Seperti disebutkan di atas, penerapan klasifikasi fungsi oleh pemerintah mengacu pada GFS yang diperkenalkan oleh IMF seperti yang disebutkan dalam manual GFS dimana fungsi pemerintahan di breakdown ke dalam 10 fungsi (COFOG). Namun dalam pelaksanaan di Indonesia, pemerintah hanya mengadopsinya menjadi 11 fungsi dan 79 subfungsi, (lihat lampiran B). Fungsi-fungsi tersebut antara lain: pelayanan umum, pertahanan, ketertiban dan keamanan, ekonomi, lingkungan hidup, perumahan dan fasilitas umum, kesehatan, pariwisata, budaya agama, pendidikan, dan perlindungan sosial.
3. Klasifikasi Ekonomi
Dalam klasifikasi ekonomi ini, belanja pemerintah dibagi berdasarkan jenis-jenis pengeluaran yang berbeda seperti APBN sebelumnya. Di dalam APBN yang baru, belanja rincian belanja dibagi ke dalam 8 (delapan) kategori, yaitu:
|
1
|
Belanja Pegawai
|
Merupakan kompensasi dalam bentuk uang maupun barang yang diberikan kepada pegawai pemerintah yang bertugas di dalam maupun di luar negeri sebagai imbalan atas pekerjaan yang telah dilaksanakan. Dikecualikan untuk pekerjaan yang berkaitan denan pembentukan modal.

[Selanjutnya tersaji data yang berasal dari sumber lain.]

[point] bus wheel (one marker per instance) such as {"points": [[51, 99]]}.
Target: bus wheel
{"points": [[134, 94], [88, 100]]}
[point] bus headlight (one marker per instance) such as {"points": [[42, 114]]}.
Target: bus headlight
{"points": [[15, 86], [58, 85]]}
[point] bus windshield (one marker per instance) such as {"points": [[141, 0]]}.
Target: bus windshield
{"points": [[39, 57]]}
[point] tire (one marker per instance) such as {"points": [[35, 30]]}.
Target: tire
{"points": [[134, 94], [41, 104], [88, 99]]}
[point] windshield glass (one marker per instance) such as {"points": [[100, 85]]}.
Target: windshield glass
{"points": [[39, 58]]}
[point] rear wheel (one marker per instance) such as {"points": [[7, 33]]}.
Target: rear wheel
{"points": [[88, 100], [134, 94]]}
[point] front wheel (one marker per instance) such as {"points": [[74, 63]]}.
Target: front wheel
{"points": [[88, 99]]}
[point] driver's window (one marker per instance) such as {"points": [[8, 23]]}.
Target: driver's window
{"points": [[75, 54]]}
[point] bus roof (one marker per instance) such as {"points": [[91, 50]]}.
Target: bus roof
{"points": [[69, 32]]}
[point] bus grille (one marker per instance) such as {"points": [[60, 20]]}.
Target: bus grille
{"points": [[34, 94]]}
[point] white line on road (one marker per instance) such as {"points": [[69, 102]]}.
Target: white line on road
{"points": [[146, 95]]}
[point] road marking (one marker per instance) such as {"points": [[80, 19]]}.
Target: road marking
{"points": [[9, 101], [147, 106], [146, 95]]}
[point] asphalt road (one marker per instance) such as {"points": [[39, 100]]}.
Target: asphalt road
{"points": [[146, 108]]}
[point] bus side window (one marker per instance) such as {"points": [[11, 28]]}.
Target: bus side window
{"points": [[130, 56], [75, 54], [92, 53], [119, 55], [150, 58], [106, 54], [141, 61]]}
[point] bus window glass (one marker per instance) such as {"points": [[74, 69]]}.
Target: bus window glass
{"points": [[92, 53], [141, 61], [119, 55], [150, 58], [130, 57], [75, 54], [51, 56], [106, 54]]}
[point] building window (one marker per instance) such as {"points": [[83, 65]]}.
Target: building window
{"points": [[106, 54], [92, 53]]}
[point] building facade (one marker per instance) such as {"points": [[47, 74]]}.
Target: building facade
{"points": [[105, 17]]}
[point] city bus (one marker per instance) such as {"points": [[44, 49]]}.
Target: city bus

Belanja ini antara lain digunakan untuk gaji dan tunjangan, honorarium, vakasi, lembur dan kontribusi social
|
|
2
|
Belanja Barang
|
Pembelian barang atau jasa yang habis dipakai untuk memproduksi barang dan jasa yang dipasarkan maupun yang tidak dipasarkan maupun yang tidak dipasarkan. Belanja ini antara lain digunakan untuk pengadaan barang dan jasa, pemeliharaan dan perjalanan.
|
|
3
|
Belanja Modal
|
Pengeluaran yang dilakukan dalam rangka pembentukan modal. Dalam belanja ini termasuk untuk tanah, peralatan dan mesin, gedung dan bangunan, jaringan, maupun dalam bentuk fisik lainnya, seperti buku, binatang, dan lainnya.
|
|
4
|
Beban Bunga
|
Pembayaran yang dilakukan atas kewajiban pembangunan pokok utang (principal outstanding), baik utang dalam negeri maupun utang luar negeri yang dihitung berdasarkan posisi pinjaman.
|
|
5
|
Subsidi
|
Alokasi anggaran yang diberikan kepada perusahaan/ lembaga yang memproduksi, menjual, mengekspor atau mengimpor barang dan jasa untuk memenuhi hajat hidup orang banyak sedemikian rupa sehingga harga jualnya dapat terjangkau oleh masyarakat. Belanja ini antara lain digunakan untuk penyaluran subsidi kepada perusahaan Negara dan perusahaan swasta.
|
|
6
|
Bantuan Sosial
|
Transfer uang atau barang yang diberikan kepada masyarakat guna melindungi dari kemungkinan terjadinya resiko social. Bantuan social ini dapat dibeerikan langsung kepada anggota masyarakat atau lembaga kemasyarakatan.
|
|
7
|
Hibah
|
Transfer dana yang sifatnya tidak wajib kepada Negara lain atau kepada organisasi internasional.
|
|
8
|
Belanja Lain-lain
|
Pengeluaran/ belanja pemerintah pusat yang tidak dapat diklasifikasikan ke dalam jenis belanja pada butir 1 sampai denan butir 7 di atas.
|
Selain itu, belanja-belanja tersebut juga dibagi menjadi 174 program yang dikelompokkan dalam 10 jenis program, misalnya: Pelayanan umum pemerintah, Pertahanan, Hukum dan Pengelolaan Pusat, Agama, Pariwisata dan budaya, Sumber daya manusia, ekonomi, pembangunan daerah, infrastruktur dan konservasi sumberdaya alam. Pendapatan Negara dibagi antara pendapatan dalam negeri dan hibah, dan Belanja terdiri dari Belanja Pusat dan Belanja Daerah.